In the podcast, she says she is delighted with her new found wealth and fame and doesn’t believe it affects her working class status. Middle class people, she thinks, are more preoccupied with consolidation.

“You can always tell the working class person made good because if they take someone to a restaurant they will always pay the bill because they remember what it’s like to be poor. You become Falstaff, whereas the middle classes say ‘no I’m going to invest it, I’ve simply put it into a high yield bond for twenty years’.”

She also warned against cynicism, saying it betrays “a fear of optimism”.

Her new book How to Build a Girl is about growing up and feeling uncertain, and Moran hopes young girls will “attend those feelings inside them”. Two sequels are to come.

The author’s work has been hailed as game changing by some, and middlebrow and “feminist lite” by others.
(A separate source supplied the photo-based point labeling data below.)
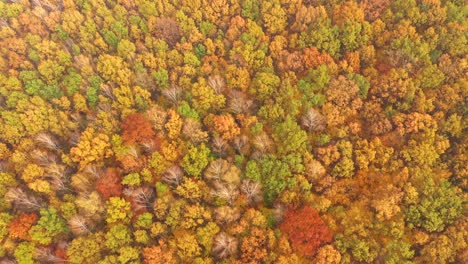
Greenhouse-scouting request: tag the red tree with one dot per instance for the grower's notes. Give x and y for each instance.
(137, 129)
(306, 230)
(109, 184)
(19, 227)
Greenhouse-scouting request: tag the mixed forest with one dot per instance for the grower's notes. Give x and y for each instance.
(233, 131)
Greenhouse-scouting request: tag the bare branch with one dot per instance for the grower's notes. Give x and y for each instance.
(47, 141)
(173, 94)
(224, 245)
(226, 192)
(78, 225)
(216, 170)
(173, 176)
(238, 102)
(217, 83)
(219, 145)
(142, 197)
(253, 191)
(313, 120)
(22, 200)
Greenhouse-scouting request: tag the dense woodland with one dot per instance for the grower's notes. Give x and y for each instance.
(233, 131)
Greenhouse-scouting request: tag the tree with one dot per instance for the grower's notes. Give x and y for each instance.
(440, 205)
(224, 245)
(118, 211)
(289, 137)
(86, 249)
(20, 226)
(196, 159)
(225, 126)
(118, 236)
(93, 147)
(313, 120)
(342, 101)
(159, 254)
(168, 30)
(49, 227)
(137, 129)
(305, 229)
(109, 184)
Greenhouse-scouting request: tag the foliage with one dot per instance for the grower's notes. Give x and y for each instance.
(233, 131)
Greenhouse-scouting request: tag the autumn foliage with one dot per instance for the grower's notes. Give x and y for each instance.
(137, 129)
(233, 131)
(109, 184)
(305, 229)
(20, 226)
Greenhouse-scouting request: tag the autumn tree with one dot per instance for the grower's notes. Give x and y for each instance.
(109, 184)
(305, 229)
(137, 129)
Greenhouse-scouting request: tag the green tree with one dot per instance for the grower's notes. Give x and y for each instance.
(196, 159)
(49, 227)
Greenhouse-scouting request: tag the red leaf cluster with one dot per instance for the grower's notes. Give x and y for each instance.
(20, 226)
(137, 129)
(306, 230)
(109, 184)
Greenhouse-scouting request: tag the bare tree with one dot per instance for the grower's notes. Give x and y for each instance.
(216, 170)
(149, 146)
(47, 141)
(240, 143)
(173, 176)
(142, 196)
(313, 120)
(83, 182)
(133, 151)
(278, 212)
(78, 225)
(224, 245)
(226, 214)
(219, 146)
(45, 255)
(8, 261)
(192, 129)
(253, 190)
(157, 116)
(93, 171)
(22, 200)
(262, 143)
(226, 192)
(217, 83)
(238, 102)
(173, 94)
(43, 158)
(107, 91)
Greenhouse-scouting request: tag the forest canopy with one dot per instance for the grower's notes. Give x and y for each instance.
(233, 131)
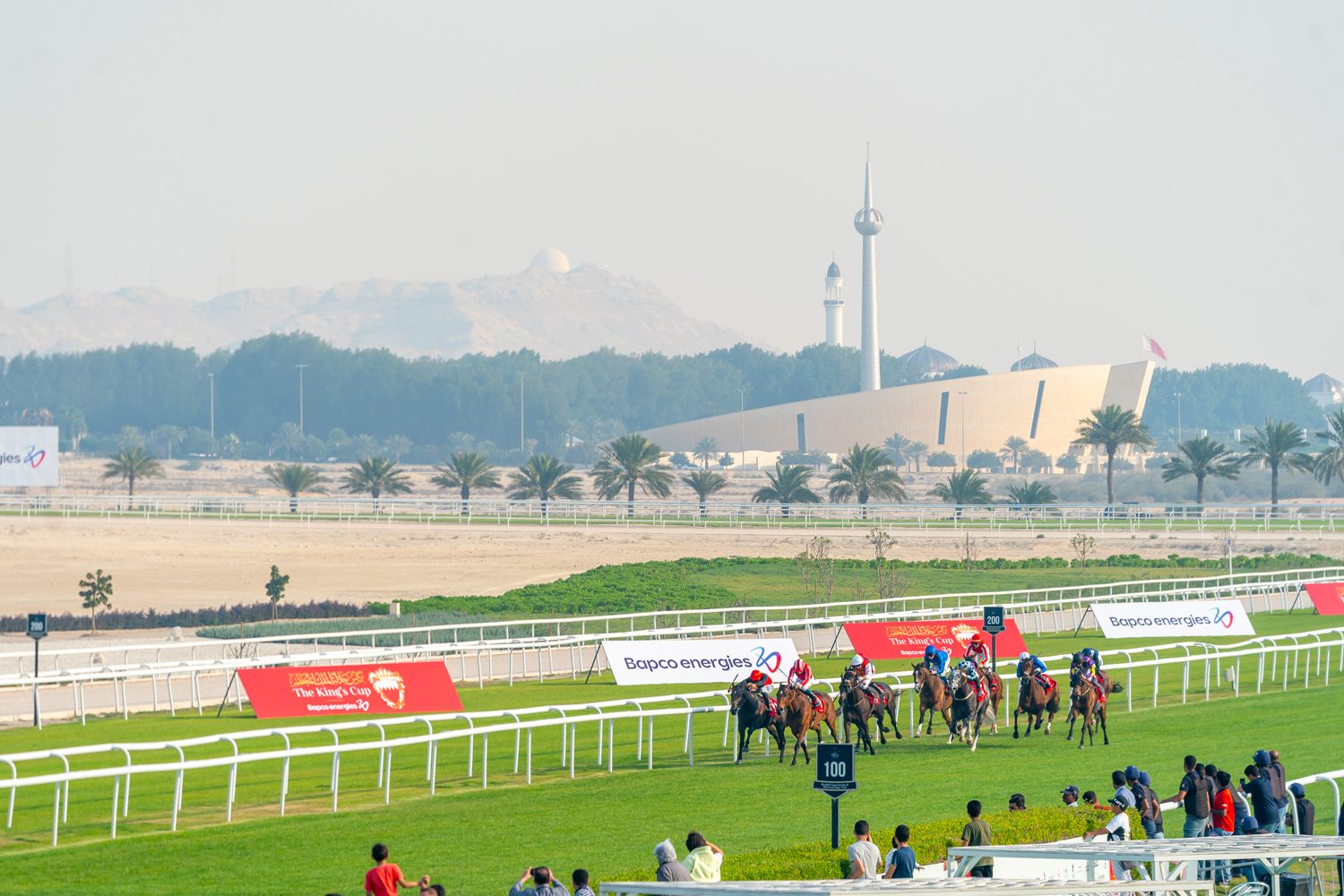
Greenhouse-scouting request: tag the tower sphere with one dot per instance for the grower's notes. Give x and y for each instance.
(551, 261)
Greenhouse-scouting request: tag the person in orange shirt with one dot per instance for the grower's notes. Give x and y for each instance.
(384, 877)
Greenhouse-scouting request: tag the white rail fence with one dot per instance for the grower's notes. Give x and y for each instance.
(1056, 611)
(599, 718)
(494, 511)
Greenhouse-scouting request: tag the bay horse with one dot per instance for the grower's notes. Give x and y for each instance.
(935, 696)
(968, 711)
(801, 716)
(1085, 702)
(857, 708)
(1034, 700)
(753, 712)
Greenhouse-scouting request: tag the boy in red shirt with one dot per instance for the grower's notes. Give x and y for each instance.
(384, 877)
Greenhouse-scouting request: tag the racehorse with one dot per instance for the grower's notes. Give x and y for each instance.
(968, 711)
(801, 716)
(1085, 702)
(1037, 702)
(857, 708)
(935, 697)
(753, 712)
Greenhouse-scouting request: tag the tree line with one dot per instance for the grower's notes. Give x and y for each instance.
(507, 406)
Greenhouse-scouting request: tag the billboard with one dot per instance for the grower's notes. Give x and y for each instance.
(902, 640)
(644, 662)
(29, 455)
(363, 691)
(1174, 618)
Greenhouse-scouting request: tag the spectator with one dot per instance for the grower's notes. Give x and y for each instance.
(1303, 818)
(900, 860)
(384, 877)
(543, 883)
(1279, 788)
(865, 855)
(1158, 806)
(669, 869)
(1193, 794)
(702, 858)
(978, 833)
(1262, 799)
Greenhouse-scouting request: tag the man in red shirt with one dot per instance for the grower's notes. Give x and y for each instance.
(384, 877)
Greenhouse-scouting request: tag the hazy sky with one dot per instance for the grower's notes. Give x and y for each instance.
(1062, 172)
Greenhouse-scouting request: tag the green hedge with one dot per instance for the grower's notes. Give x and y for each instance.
(930, 841)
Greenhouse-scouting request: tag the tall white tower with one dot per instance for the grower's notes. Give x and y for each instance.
(833, 306)
(868, 223)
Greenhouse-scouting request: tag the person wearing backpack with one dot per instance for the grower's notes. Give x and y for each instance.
(1195, 793)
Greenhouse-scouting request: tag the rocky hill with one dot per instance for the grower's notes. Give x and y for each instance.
(550, 309)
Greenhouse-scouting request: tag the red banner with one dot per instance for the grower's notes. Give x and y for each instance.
(900, 640)
(1328, 597)
(319, 691)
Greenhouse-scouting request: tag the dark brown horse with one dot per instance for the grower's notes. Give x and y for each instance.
(935, 697)
(968, 711)
(1039, 704)
(1086, 702)
(857, 708)
(801, 716)
(753, 712)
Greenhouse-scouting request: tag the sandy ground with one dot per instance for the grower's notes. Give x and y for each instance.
(172, 564)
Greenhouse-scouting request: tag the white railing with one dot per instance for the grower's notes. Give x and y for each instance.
(1054, 613)
(495, 511)
(593, 713)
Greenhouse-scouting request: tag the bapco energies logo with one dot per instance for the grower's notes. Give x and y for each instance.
(771, 661)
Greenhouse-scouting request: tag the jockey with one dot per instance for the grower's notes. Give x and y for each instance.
(863, 667)
(800, 676)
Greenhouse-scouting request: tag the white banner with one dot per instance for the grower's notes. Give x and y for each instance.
(29, 455)
(1179, 618)
(647, 662)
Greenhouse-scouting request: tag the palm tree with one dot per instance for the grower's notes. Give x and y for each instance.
(1110, 427)
(898, 447)
(626, 462)
(916, 452)
(467, 470)
(375, 476)
(132, 463)
(706, 450)
(1277, 446)
(1032, 493)
(964, 487)
(866, 471)
(1013, 446)
(543, 477)
(704, 484)
(788, 485)
(295, 478)
(287, 437)
(1203, 457)
(1330, 462)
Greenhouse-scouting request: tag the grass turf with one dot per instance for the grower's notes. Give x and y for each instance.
(605, 823)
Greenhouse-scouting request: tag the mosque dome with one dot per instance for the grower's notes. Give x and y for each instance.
(551, 261)
(926, 362)
(1032, 362)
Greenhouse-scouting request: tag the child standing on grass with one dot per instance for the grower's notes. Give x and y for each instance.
(384, 877)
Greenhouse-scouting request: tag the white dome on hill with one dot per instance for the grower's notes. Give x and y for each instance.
(553, 261)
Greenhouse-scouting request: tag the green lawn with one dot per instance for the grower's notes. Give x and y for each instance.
(472, 839)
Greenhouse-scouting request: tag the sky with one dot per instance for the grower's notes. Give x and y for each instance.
(1054, 174)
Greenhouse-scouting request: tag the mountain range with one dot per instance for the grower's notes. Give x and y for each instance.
(554, 314)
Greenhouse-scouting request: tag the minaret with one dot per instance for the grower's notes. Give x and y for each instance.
(833, 306)
(868, 222)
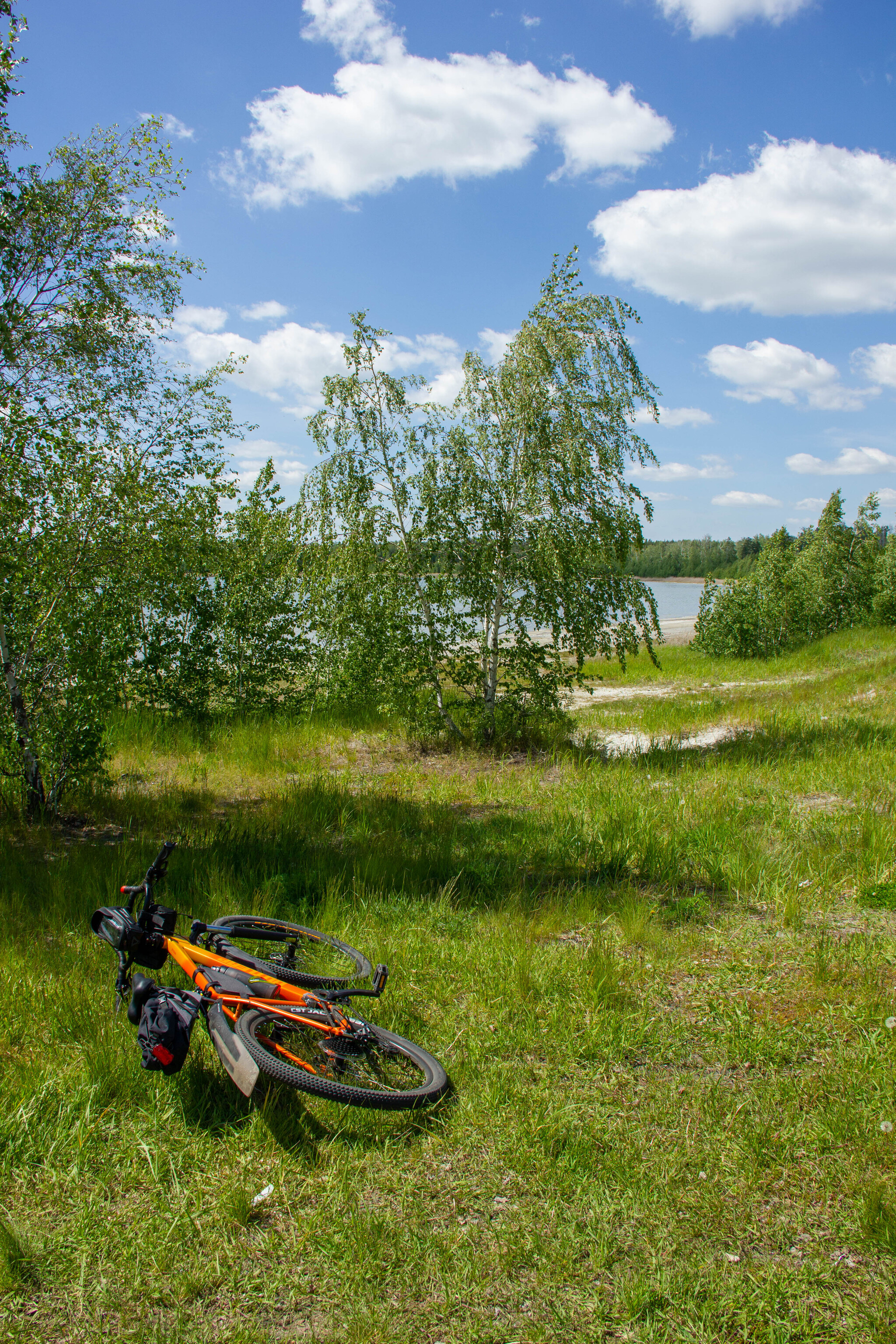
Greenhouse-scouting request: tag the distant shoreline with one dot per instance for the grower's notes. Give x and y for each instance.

Moran says she has little time for factions within feminism, suggesting it’s a misappropriation of the “Queen Bee syndrome” - that only one woman can predominate at any time.

“Feminism is not something where we’re waiting for one super god woman to come along and solve everything,” she says.

Masturbation features prominently within her new book. Moran is keen to dismiss the idea that it is a male only subject. In her experience fantasies are a constant theme discussed among female friends.

“Actually I want to masturbate until my fingers go down to the bone.”

Caitlin Moran plays Vicar Street tonight at 7.30pm.